The building is the result of an international ideas competition and houses the central Fire Department of Bilbao, serving a European urban area of over one million people. Like traditional European fire stations, it establishes its civic presence through a large urban square, opening itself to the city.
The project emerges from the character of its environment. The rainy atmosphere seems to settle over the site, where the ground, the surrounding hills, the city below, the distant mountains across the river, and even the humid air merge into an almost continuous whole. Glass and crumpled aluminum extend this condition, becoming a material expression of that atmosphere while also recalling the industrial heritage of Bilbao and the Basque Country—those 19th-century building-machines and processing structures that transformed the region and shaped its identity.
Conceived as an efficient operational system, the building supports the work of first responders through a precise overlap of functions—rest, preparation, and action.

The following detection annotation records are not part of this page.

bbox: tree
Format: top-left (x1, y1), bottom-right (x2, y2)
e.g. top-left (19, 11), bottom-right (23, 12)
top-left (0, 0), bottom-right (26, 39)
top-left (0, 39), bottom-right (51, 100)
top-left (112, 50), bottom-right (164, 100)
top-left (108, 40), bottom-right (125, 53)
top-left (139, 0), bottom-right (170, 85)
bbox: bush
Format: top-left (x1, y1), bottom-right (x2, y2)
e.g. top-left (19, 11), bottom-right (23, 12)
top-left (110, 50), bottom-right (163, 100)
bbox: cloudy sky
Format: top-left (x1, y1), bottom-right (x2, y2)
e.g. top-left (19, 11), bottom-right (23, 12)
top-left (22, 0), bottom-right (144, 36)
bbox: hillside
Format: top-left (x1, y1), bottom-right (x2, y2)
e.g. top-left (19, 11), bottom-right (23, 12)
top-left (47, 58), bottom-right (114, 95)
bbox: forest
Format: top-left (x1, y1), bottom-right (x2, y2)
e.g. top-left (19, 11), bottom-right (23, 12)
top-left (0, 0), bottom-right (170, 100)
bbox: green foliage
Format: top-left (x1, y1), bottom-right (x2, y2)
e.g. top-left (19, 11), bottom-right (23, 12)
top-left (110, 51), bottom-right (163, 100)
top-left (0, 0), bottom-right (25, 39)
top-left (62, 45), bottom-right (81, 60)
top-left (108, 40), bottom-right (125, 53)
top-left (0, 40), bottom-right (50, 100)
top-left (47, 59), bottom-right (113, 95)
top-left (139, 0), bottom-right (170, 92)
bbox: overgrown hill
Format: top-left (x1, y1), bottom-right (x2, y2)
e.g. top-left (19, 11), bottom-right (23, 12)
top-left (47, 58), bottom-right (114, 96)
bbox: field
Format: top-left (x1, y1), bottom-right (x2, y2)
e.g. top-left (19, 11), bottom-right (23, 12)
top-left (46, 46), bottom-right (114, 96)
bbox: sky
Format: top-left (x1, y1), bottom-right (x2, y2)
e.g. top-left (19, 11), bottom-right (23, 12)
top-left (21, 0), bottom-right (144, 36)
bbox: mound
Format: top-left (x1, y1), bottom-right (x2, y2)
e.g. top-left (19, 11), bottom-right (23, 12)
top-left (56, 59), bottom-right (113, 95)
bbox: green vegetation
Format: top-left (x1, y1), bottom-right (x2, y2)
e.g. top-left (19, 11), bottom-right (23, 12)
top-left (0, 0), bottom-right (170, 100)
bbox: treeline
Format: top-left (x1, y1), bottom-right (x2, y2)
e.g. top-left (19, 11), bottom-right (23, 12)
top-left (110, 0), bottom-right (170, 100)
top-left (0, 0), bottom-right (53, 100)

A capillary network of fire poles and vertical connections ensures immediate response and continuous readiness.
Inside, the Firemen’s House opens toward the valley. From within, the dense urban fabric appears compressed along the narrow riverbanks, while the surrounding green landscape, with its steep and rain-soaked slopes, encloses the city and presses it toward the estuary.



The building deliberately avoids conventional finishing details. Rather than applying a superficial decorative layer, it preserves the construction process itself. The physical labor of those who built it remains present and tangible. Although fully operational, the building still carries the imprint of that manual effort—an essential part of its character.